Wednesday, September 24, 2008

is marriage life long or love long?

Who being loved is poor hearted?-perhaps none! Love –free unconditional love has the magic power to make of a beggar a king. Love without which the intimacy of marriage must prove degrading to both the woman and the man.
Marriage may have the power to `bring the horse to water’ but has it ever made him drink? Many love birds walks in marriage so drunk in love that they assume they have began a love-romance phase and shun marriage responsibilities. They expect so much from their partners while they give so little. For any marriage institution to learn smoothly the spouses must be ready to give and take. They must be ready to balance between work, friends, relatives and their spouses’ .Incorporate your partner in your hobbies -if they are different from your own
A girl-child is tired with the marriage confusion from a tender age. she is constantly told and re-told that marriage is her ultimate goal-thus all her energy in education and all other areas of life must be directed in achieving the best in her marriage, yet little is discussed fully and openly about the function as a wife and mother. She is kept in pitch darkness of her only assert in the competitive field-sex. She enters into life-long relations with a man only to find herself shocked.

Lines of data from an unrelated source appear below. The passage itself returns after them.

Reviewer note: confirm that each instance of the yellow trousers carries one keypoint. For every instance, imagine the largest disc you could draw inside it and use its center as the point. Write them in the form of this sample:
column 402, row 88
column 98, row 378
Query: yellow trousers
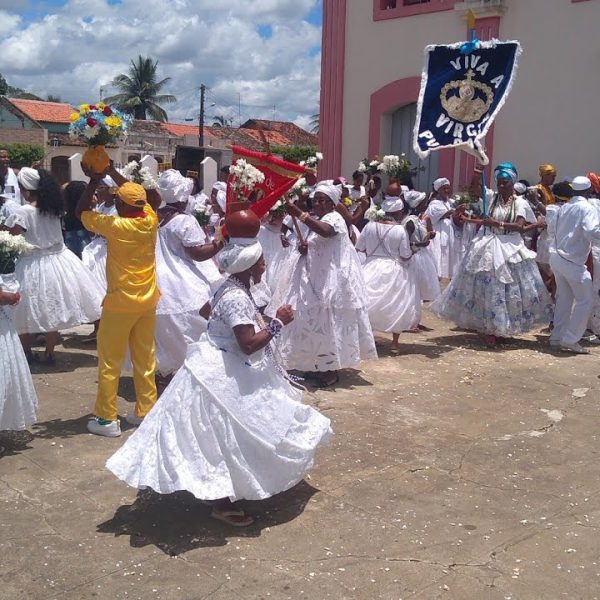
column 119, row 330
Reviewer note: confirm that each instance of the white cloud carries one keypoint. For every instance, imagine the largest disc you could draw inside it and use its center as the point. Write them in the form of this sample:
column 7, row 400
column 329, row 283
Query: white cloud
column 83, row 45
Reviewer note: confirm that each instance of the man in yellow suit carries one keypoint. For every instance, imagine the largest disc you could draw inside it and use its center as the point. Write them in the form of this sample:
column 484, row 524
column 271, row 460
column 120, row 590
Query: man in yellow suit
column 129, row 309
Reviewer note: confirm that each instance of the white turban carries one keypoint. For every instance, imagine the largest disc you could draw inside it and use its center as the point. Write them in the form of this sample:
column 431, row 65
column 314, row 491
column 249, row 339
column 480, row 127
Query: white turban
column 222, row 199
column 392, row 204
column 174, row 187
column 29, row 178
column 239, row 255
column 441, row 182
column 333, row 192
column 108, row 181
column 413, row 198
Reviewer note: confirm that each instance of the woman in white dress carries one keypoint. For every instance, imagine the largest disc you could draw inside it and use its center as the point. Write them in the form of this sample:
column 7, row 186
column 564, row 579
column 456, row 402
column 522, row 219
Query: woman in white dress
column 230, row 425
column 58, row 291
column 422, row 263
column 498, row 290
column 18, row 400
column 186, row 275
column 445, row 246
column 326, row 288
column 393, row 297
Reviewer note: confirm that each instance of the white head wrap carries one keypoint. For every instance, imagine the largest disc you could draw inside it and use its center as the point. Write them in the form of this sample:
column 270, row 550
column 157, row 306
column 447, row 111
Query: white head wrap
column 581, row 183
column 413, row 198
column 441, row 182
column 174, row 187
column 333, row 192
column 239, row 255
column 29, row 178
column 222, row 199
column 392, row 204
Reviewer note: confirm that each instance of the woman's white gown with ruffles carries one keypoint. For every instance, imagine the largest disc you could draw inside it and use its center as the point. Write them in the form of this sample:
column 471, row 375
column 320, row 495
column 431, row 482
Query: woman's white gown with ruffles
column 228, row 424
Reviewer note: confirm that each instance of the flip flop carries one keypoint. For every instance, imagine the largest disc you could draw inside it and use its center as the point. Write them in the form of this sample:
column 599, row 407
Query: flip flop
column 235, row 518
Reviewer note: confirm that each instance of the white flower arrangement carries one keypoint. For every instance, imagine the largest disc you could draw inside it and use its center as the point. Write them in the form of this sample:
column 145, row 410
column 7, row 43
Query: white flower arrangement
column 245, row 178
column 138, row 174
column 10, row 248
column 374, row 214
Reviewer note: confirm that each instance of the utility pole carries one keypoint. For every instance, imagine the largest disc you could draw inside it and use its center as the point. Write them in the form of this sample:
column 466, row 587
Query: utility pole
column 201, row 119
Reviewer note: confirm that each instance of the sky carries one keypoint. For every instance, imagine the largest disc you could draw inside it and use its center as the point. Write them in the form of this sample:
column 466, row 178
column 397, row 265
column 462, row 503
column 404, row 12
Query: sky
column 258, row 58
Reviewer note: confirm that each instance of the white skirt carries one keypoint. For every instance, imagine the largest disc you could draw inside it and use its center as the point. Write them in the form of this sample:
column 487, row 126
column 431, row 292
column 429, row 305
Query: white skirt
column 18, row 400
column 327, row 339
column 223, row 428
column 57, row 292
column 423, row 265
column 392, row 295
column 173, row 335
column 93, row 256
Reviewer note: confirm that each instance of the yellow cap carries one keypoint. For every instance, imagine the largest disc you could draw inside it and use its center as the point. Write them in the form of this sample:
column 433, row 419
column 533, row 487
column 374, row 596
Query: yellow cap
column 132, row 193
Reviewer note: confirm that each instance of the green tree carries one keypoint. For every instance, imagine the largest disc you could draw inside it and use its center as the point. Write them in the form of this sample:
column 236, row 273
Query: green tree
column 139, row 91
column 24, row 155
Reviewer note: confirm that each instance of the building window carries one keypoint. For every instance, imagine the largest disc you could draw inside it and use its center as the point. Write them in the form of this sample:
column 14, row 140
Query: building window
column 393, row 9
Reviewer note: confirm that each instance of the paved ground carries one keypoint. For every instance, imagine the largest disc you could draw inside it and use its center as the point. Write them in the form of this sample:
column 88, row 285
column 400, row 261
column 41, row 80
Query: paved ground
column 456, row 472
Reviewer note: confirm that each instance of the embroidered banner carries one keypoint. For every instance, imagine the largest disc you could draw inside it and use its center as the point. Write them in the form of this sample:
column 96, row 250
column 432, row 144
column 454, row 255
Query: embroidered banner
column 461, row 94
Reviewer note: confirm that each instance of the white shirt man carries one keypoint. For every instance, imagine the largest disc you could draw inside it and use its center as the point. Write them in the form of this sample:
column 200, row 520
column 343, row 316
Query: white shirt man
column 572, row 232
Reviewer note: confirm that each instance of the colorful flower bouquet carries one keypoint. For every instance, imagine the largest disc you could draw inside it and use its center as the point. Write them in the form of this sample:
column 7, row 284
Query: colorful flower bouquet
column 138, row 174
column 98, row 125
column 10, row 248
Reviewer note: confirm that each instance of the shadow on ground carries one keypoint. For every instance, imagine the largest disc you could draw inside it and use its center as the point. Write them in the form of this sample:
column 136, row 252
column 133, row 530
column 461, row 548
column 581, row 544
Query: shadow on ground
column 177, row 523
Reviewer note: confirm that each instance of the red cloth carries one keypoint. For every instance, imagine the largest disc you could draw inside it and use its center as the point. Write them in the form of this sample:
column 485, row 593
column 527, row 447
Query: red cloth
column 280, row 176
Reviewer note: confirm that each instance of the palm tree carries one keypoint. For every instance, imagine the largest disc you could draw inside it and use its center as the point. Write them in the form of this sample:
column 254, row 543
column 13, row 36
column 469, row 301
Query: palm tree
column 314, row 123
column 139, row 91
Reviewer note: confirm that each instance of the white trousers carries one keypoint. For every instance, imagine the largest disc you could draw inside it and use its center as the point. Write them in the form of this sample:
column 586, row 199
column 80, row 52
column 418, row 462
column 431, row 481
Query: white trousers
column 574, row 300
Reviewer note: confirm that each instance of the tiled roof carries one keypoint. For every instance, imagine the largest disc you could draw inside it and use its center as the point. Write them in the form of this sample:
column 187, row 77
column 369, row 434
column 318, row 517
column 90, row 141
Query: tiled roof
column 44, row 112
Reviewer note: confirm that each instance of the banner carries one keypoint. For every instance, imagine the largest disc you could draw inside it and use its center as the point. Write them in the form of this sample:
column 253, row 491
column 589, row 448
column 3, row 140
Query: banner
column 461, row 94
column 280, row 176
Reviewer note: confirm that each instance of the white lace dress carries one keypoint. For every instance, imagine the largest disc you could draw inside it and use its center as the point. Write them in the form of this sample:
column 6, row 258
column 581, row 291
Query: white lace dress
column 18, row 400
column 228, row 425
column 326, row 288
column 57, row 291
column 422, row 262
column 94, row 254
column 392, row 290
column 446, row 247
column 498, row 288
column 185, row 287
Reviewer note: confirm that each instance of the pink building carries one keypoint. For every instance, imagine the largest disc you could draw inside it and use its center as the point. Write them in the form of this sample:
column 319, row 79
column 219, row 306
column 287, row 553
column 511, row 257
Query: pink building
column 371, row 72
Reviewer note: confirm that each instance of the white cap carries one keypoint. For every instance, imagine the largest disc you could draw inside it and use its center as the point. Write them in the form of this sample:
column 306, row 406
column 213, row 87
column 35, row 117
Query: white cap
column 580, row 183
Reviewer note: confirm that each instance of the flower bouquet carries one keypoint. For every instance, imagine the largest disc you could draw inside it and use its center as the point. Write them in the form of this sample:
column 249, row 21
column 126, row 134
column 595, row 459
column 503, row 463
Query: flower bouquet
column 98, row 125
column 202, row 216
column 370, row 167
column 10, row 248
column 396, row 167
column 138, row 174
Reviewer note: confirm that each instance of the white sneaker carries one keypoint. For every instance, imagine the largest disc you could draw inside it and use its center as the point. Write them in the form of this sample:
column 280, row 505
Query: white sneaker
column 574, row 349
column 133, row 419
column 108, row 429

Most marriages are sex starved .A great marital disaster! When one spouse is sexually dissatisfied and the other is unconcern and uncaring, it deeply hurt the other partner. In a normal marriage couples fight about anything from `from why the tooth paste was left open to why your mum is coming over again’ but after the fight sex is known to soothe the bad feeling-kind of a new begging-a forgiving ritual ,but when one is deprived of even that, bitterness, resentment and desperation creep in and accumulate with time, leaving the starved partner with only two choices-an affair or divorce-most go for the former and the marriage take a zigzag routes.
Marriage is not a ritual or an end, advised Amybloom .It is a long intricate intimate dance together and nothing matters more than your own sense of balance and your choice of partner. If then you have the right dance partner why is it then so hard to balance the moves? Some find it easier to look for new dance partners rather than help their spouses in balancing, resulting to high records of divorce-a bitter marriage failure.
In ancient time divorce was a history word despite men heading, ruling and controlling a string of wives. They lived in different houses a clear indication of luck of intimacy romance and sex .They were so submissive and stern with their roles. Any duty from their husband was taken keenly with more fear than respect. More inferiority than love but marriages lasted till death struck.
Marriage and love have nothing in common despite that notion that they are synonymous. In fact they are as far apart as the poles are. Some marriages however are as a result of love but to others -the large number, love has been misunderstood, shunned and rarely takes root; if it does it soon withers and dies. It delicate fiber can not endure the stress and strain of the daily grind .The institution continues to learn with out it and introduce other subjects like; jealousy, mistrust, affairs .Soon the learning collapses but the institution continues for society opinion and children`s sake.